You may have noticed something through your own Google searches:
The order in which you place your keywords when searching matters.
To get more accurate results, I find myself reorganizing my queries. I’ll place what keywords I want to emphasize near the beginning of my search phrase. And then I get more accurate results because of it.
When I search like this, it reminds me of optimizing content for SEO.
Google seems to place more weight on the words mentioned at the beginning of SEO elements.
Elements like titles and URLs. Maybe even meta descriptions.
But most importantly, inside the content itself, like the first few sentences of your content.
Why does Google do this? Look at the first few sentences of this post. It is logical that it’s going to start determining relevancy here.

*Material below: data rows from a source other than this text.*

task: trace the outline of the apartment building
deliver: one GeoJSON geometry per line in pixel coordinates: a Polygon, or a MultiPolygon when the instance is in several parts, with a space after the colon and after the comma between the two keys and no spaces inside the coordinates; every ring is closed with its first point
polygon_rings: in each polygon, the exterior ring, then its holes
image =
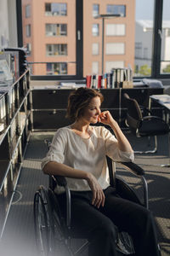
{"type": "MultiPolygon", "coordinates": [[[[134,66],[135,0],[83,1],[83,76],[134,66]],[[120,17],[96,19],[98,15],[120,17]],[[105,28],[104,34],[102,34],[105,28]],[[102,43],[104,38],[104,44],[102,43]]],[[[23,42],[34,75],[75,75],[76,0],[22,0],[23,42]]]]}

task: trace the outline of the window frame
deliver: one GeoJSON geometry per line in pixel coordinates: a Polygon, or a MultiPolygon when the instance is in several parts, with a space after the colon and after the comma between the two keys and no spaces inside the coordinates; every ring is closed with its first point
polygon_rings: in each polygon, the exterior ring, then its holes
{"type": "MultiPolygon", "coordinates": [[[[151,62],[151,75],[150,79],[169,79],[170,74],[161,73],[161,38],[158,33],[162,31],[163,0],[155,0],[154,3],[154,27],[153,27],[153,49],[152,49],[152,62],[151,62]]],[[[17,30],[18,30],[18,47],[23,46],[22,38],[22,9],[21,0],[16,0],[17,10],[17,30]]],[[[31,76],[32,80],[71,80],[71,79],[83,79],[83,0],[76,0],[76,75],[66,76],[31,76]],[[81,35],[81,36],[80,36],[81,35]]],[[[144,77],[138,77],[140,79],[144,77]]],[[[137,79],[134,77],[134,79],[137,79]]]]}

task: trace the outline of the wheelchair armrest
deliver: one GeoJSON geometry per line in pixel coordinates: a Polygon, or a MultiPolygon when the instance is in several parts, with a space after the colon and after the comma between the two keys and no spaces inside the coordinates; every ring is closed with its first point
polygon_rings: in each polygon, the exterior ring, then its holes
{"type": "Polygon", "coordinates": [[[52,178],[59,186],[65,187],[65,188],[66,187],[67,182],[64,176],[52,175],[52,178]]]}
{"type": "Polygon", "coordinates": [[[137,176],[144,176],[144,171],[140,166],[139,166],[137,164],[133,162],[121,162],[122,166],[125,167],[125,169],[128,170],[130,172],[133,173],[137,176]]]}
{"type": "Polygon", "coordinates": [[[161,117],[155,116],[155,115],[146,115],[146,116],[144,116],[142,119],[144,121],[144,120],[157,120],[158,122],[162,121],[162,123],[166,123],[166,121],[164,119],[162,119],[161,117]]]}
{"type": "Polygon", "coordinates": [[[120,162],[120,164],[127,170],[128,170],[133,174],[140,177],[143,183],[143,189],[144,189],[144,205],[148,209],[148,184],[144,178],[144,171],[137,164],[133,162],[120,162]]]}

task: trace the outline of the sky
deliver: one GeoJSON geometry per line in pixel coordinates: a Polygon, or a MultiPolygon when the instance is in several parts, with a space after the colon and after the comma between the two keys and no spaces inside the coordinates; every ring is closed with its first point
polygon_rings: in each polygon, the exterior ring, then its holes
{"type": "MultiPolygon", "coordinates": [[[[155,0],[136,0],[136,20],[153,20],[155,0]]],[[[163,20],[170,20],[170,0],[163,1],[163,20]]]]}

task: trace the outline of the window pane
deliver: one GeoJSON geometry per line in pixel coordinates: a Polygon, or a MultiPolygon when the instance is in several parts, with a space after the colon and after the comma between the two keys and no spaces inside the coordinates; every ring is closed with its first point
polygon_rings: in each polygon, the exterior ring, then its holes
{"type": "Polygon", "coordinates": [[[92,73],[95,65],[94,62],[99,63],[99,74],[102,74],[102,71],[110,72],[114,67],[130,66],[134,70],[136,1],[123,1],[122,4],[120,2],[118,5],[108,4],[114,1],[96,2],[99,4],[99,14],[121,14],[122,16],[105,20],[94,17],[89,11],[94,9],[94,1],[83,1],[83,76],[92,73]]]}
{"type": "Polygon", "coordinates": [[[76,75],[76,0],[46,2],[22,0],[23,42],[32,74],[76,75]],[[34,10],[30,19],[27,6],[34,10]]]}
{"type": "Polygon", "coordinates": [[[125,36],[125,24],[106,24],[106,36],[125,36]]]}
{"type": "Polygon", "coordinates": [[[124,43],[108,43],[105,46],[106,55],[123,55],[125,53],[124,43]]]}
{"type": "Polygon", "coordinates": [[[108,15],[121,15],[126,16],[126,5],[107,4],[106,13],[108,15]]]}
{"type": "Polygon", "coordinates": [[[99,44],[98,43],[94,43],[92,44],[92,54],[94,55],[99,55],[99,44]]]}
{"type": "Polygon", "coordinates": [[[93,24],[92,26],[92,34],[94,37],[97,37],[99,34],[99,24],[93,24]]]}
{"type": "Polygon", "coordinates": [[[153,12],[154,0],[136,1],[134,76],[151,75],[153,12]]]}
{"type": "Polygon", "coordinates": [[[99,4],[93,4],[93,16],[96,16],[99,14],[99,4]]]}
{"type": "Polygon", "coordinates": [[[170,73],[170,2],[163,1],[161,73],[170,73]]]}

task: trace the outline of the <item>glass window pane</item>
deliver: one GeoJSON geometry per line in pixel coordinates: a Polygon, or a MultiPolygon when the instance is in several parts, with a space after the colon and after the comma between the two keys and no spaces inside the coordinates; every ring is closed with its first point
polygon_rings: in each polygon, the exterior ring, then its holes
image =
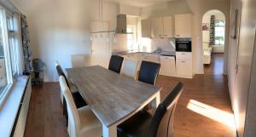
{"type": "MultiPolygon", "coordinates": [[[[2,13],[0,13],[2,14],[2,13]]],[[[2,24],[3,20],[0,18],[0,24],[2,24]]],[[[3,43],[3,34],[2,30],[3,26],[0,26],[0,95],[2,94],[3,91],[6,88],[8,82],[7,82],[7,74],[6,74],[6,66],[5,66],[5,55],[4,55],[4,48],[3,43]]]]}
{"type": "Polygon", "coordinates": [[[11,67],[12,74],[15,75],[17,71],[17,60],[16,60],[16,45],[15,45],[15,37],[14,31],[14,20],[11,14],[7,14],[7,28],[9,31],[9,53],[11,59],[11,67]]]}

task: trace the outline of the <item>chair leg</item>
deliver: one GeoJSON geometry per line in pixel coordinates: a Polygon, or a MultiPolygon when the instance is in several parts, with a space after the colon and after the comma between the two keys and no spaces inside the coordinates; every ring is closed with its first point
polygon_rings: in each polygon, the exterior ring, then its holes
{"type": "Polygon", "coordinates": [[[64,117],[66,118],[66,126],[67,127],[68,125],[68,115],[67,115],[67,101],[65,100],[65,98],[63,98],[63,115],[64,117]]]}

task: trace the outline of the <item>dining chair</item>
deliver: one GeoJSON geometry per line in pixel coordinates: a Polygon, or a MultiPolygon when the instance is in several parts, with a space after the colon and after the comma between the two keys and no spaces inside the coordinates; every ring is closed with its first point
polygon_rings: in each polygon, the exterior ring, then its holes
{"type": "Polygon", "coordinates": [[[175,108],[183,89],[183,83],[178,83],[153,116],[143,110],[119,125],[118,137],[173,137],[175,108]]]}
{"type": "Polygon", "coordinates": [[[155,85],[160,65],[154,62],[142,61],[138,80],[146,83],[155,85]]]}
{"type": "Polygon", "coordinates": [[[136,78],[137,70],[137,60],[132,59],[125,59],[122,66],[122,75],[136,78]]]}
{"type": "Polygon", "coordinates": [[[124,57],[119,55],[111,55],[108,70],[120,73],[124,57]]]}
{"type": "Polygon", "coordinates": [[[67,100],[69,137],[101,137],[102,123],[89,106],[77,109],[64,77],[60,77],[61,89],[67,100]]]}
{"type": "MultiPolygon", "coordinates": [[[[72,95],[73,97],[73,100],[75,100],[76,106],[78,108],[79,108],[79,107],[87,106],[87,103],[84,101],[84,98],[79,92],[79,89],[76,88],[76,86],[72,82],[68,81],[66,74],[64,73],[64,71],[58,61],[55,61],[55,66],[56,66],[58,75],[63,76],[65,77],[67,87],[71,89],[72,95]]],[[[62,96],[63,96],[63,94],[62,94],[62,96]]],[[[63,97],[61,97],[61,99],[63,99],[63,97]]],[[[61,102],[63,103],[63,100],[61,100],[61,102]]]]}

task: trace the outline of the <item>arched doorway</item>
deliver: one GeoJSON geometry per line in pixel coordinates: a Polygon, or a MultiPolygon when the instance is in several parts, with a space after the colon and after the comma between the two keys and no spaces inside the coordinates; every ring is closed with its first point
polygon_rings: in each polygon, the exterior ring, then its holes
{"type": "Polygon", "coordinates": [[[224,74],[225,15],[209,10],[202,17],[202,49],[205,74],[224,74]]]}

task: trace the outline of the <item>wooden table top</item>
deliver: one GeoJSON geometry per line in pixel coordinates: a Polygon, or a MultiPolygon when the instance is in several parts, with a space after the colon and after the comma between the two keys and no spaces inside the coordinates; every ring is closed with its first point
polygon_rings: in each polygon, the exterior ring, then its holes
{"type": "Polygon", "coordinates": [[[70,68],[67,71],[90,109],[107,127],[135,111],[161,89],[99,66],[70,68]]]}

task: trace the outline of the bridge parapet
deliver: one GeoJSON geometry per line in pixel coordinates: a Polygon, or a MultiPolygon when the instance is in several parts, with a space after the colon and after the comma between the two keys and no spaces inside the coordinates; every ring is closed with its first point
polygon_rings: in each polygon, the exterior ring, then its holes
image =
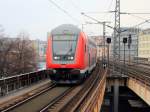
{"type": "Polygon", "coordinates": [[[46,70],[40,70],[0,79],[0,96],[26,87],[48,77],[46,70]]]}
{"type": "MultiPolygon", "coordinates": [[[[99,112],[104,98],[105,87],[106,87],[106,75],[107,70],[102,72],[103,77],[95,87],[93,92],[84,99],[82,103],[81,112],[99,112]]],[[[100,75],[102,75],[100,74],[100,75]]]]}

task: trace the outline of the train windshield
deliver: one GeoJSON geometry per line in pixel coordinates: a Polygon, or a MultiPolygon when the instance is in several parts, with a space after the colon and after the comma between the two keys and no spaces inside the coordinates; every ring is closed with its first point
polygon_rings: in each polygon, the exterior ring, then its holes
{"type": "Polygon", "coordinates": [[[77,35],[54,35],[53,56],[55,60],[73,59],[76,49],[77,35]],[[70,57],[70,58],[69,58],[70,57]]]}

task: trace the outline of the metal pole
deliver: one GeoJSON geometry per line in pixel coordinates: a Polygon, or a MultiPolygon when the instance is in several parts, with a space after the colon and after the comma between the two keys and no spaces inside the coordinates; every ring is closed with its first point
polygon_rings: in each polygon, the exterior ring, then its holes
{"type": "Polygon", "coordinates": [[[107,56],[108,56],[108,68],[109,68],[109,44],[108,44],[108,52],[107,53],[108,53],[107,56]]]}
{"type": "Polygon", "coordinates": [[[116,78],[114,80],[114,112],[118,112],[118,104],[119,104],[119,82],[116,78]]]}
{"type": "Polygon", "coordinates": [[[104,61],[105,61],[105,24],[106,22],[103,22],[103,41],[104,41],[104,61]]]}
{"type": "Polygon", "coordinates": [[[125,75],[125,43],[124,43],[124,75],[125,75]]]}

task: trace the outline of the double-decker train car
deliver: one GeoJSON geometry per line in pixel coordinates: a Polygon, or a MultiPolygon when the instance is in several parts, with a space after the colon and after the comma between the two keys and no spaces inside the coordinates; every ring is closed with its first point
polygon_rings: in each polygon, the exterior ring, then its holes
{"type": "Polygon", "coordinates": [[[48,36],[46,67],[56,83],[79,83],[96,66],[96,44],[78,27],[64,24],[48,36]]]}

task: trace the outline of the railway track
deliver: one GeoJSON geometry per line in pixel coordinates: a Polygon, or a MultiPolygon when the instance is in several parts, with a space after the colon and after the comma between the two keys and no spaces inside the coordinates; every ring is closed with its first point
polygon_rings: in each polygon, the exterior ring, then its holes
{"type": "Polygon", "coordinates": [[[45,106],[55,103],[56,100],[67,94],[70,88],[58,87],[56,84],[52,84],[39,93],[1,110],[1,112],[42,112],[45,106]]]}
{"type": "MultiPolygon", "coordinates": [[[[84,83],[73,86],[51,84],[22,101],[1,108],[1,112],[68,112],[78,111],[86,97],[101,79],[99,66],[84,83]]],[[[32,93],[30,93],[32,94],[32,93]]]]}
{"type": "Polygon", "coordinates": [[[150,68],[130,64],[124,66],[123,63],[119,63],[115,67],[116,71],[121,69],[127,76],[136,78],[150,86],[150,68]]]}

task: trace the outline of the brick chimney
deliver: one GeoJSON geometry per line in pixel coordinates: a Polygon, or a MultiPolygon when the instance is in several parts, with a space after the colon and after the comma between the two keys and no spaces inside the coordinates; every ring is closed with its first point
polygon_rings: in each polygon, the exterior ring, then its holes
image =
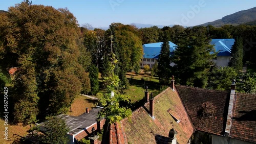
{"type": "Polygon", "coordinates": [[[89,108],[86,108],[86,113],[89,113],[89,108]]]}
{"type": "Polygon", "coordinates": [[[146,91],[144,92],[145,93],[145,103],[146,103],[148,101],[148,99],[150,99],[150,94],[148,92],[147,92],[147,86],[146,86],[146,91]]]}
{"type": "Polygon", "coordinates": [[[151,93],[151,98],[150,99],[150,114],[152,118],[154,118],[154,100],[152,98],[152,93],[151,93]]]}
{"type": "Polygon", "coordinates": [[[174,80],[174,76],[173,76],[172,80],[170,81],[170,88],[173,89],[173,90],[174,90],[174,82],[175,80],[174,80]]]}
{"type": "Polygon", "coordinates": [[[227,113],[227,123],[225,129],[225,135],[226,137],[229,136],[232,126],[232,117],[233,116],[233,108],[236,97],[236,80],[233,80],[231,85],[230,96],[229,97],[229,103],[228,105],[228,111],[227,113]]]}
{"type": "Polygon", "coordinates": [[[231,85],[231,89],[232,90],[236,90],[236,80],[233,80],[233,81],[232,82],[232,84],[231,85]]]}

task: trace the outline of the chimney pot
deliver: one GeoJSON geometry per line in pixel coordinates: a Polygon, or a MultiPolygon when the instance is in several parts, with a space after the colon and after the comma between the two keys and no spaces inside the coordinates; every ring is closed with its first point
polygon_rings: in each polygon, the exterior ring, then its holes
{"type": "Polygon", "coordinates": [[[145,103],[146,103],[148,101],[148,99],[150,99],[150,95],[148,92],[147,92],[147,86],[146,86],[146,91],[145,92],[145,103]]]}
{"type": "Polygon", "coordinates": [[[170,88],[173,89],[173,90],[174,90],[174,82],[175,80],[174,80],[174,76],[173,76],[172,80],[170,81],[170,88]]]}
{"type": "Polygon", "coordinates": [[[89,113],[89,108],[86,108],[86,113],[87,114],[89,113]]]}
{"type": "Polygon", "coordinates": [[[93,128],[92,129],[92,132],[93,133],[93,137],[95,136],[95,129],[94,128],[94,127],[93,127],[93,128]]]}
{"type": "Polygon", "coordinates": [[[231,85],[231,89],[236,90],[236,80],[234,79],[232,81],[232,84],[231,85]]]}
{"type": "Polygon", "coordinates": [[[150,99],[150,114],[154,118],[154,101],[153,99],[150,99]]]}

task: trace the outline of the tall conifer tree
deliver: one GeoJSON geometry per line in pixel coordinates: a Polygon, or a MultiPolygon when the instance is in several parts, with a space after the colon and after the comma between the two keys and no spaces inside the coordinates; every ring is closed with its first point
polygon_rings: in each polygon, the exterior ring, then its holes
{"type": "Polygon", "coordinates": [[[231,52],[230,66],[233,67],[237,73],[243,68],[243,40],[241,38],[237,38],[231,52]]]}
{"type": "Polygon", "coordinates": [[[158,75],[161,84],[167,85],[170,77],[170,46],[169,42],[164,39],[161,45],[160,54],[158,60],[158,75]]]}
{"type": "Polygon", "coordinates": [[[216,56],[204,27],[187,28],[177,43],[172,60],[177,79],[182,85],[205,87],[212,59],[216,56]]]}

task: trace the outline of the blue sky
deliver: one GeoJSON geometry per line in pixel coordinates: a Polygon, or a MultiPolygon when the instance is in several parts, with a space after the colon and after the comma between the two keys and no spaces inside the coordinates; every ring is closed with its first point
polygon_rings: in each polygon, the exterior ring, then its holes
{"type": "MultiPolygon", "coordinates": [[[[3,1],[7,11],[21,0],[3,1]]],[[[80,26],[108,27],[112,22],[193,26],[256,7],[255,0],[33,0],[32,4],[68,8],[80,26]]]]}

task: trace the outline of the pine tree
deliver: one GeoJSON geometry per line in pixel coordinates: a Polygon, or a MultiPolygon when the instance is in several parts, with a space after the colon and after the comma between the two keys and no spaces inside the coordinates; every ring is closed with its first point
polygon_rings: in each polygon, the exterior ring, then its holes
{"type": "Polygon", "coordinates": [[[159,83],[163,85],[168,85],[170,77],[170,54],[169,42],[165,39],[162,44],[158,60],[159,83]]]}
{"type": "Polygon", "coordinates": [[[99,69],[94,64],[92,64],[90,68],[89,78],[91,81],[91,92],[96,94],[99,91],[99,69]]]}
{"type": "Polygon", "coordinates": [[[116,92],[115,90],[118,87],[119,79],[114,73],[115,65],[117,63],[115,55],[112,55],[112,62],[109,62],[109,68],[106,77],[103,77],[103,81],[108,84],[106,92],[97,93],[100,97],[99,102],[104,109],[99,112],[100,116],[104,117],[106,123],[113,124],[119,122],[132,114],[132,110],[126,105],[121,105],[121,102],[129,104],[130,97],[116,92]]]}
{"type": "Polygon", "coordinates": [[[241,37],[237,38],[231,52],[232,58],[230,61],[230,66],[239,73],[243,68],[243,40],[241,37]]]}
{"type": "Polygon", "coordinates": [[[172,60],[176,79],[182,85],[205,87],[212,59],[216,57],[205,28],[187,28],[177,43],[172,60]]]}

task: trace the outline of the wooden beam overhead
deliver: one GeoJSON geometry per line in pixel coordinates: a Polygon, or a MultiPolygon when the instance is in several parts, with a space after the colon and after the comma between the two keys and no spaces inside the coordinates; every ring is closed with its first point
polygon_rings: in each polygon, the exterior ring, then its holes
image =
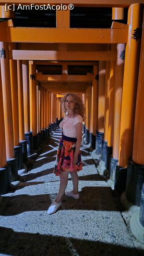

GPT-3 can now write amazingly realistic autogenerated content based off of a few sentences as a prompt. Sniffing out what an article is about is now easy for a robot after it reads the first handful of words.
So, what can you do to optimize your content more consciously?
Common practice says you should put your most important phrase at the beginning of the title, but make sure it reads well.
I often use a keyword for my URLs. I like to keep them short as I can.
How about the optimization of the first sentences?
You’ll mention your most important phrase here, but what about beyond that?
There’s an opportunity here to help Google establish relevancy. Mention associated entities or concepts alongside your main keyword(s). Co-occurrence. If an article is about “Rocky Road”, make sure you mention phrases like “ice cream” in your first few sentences.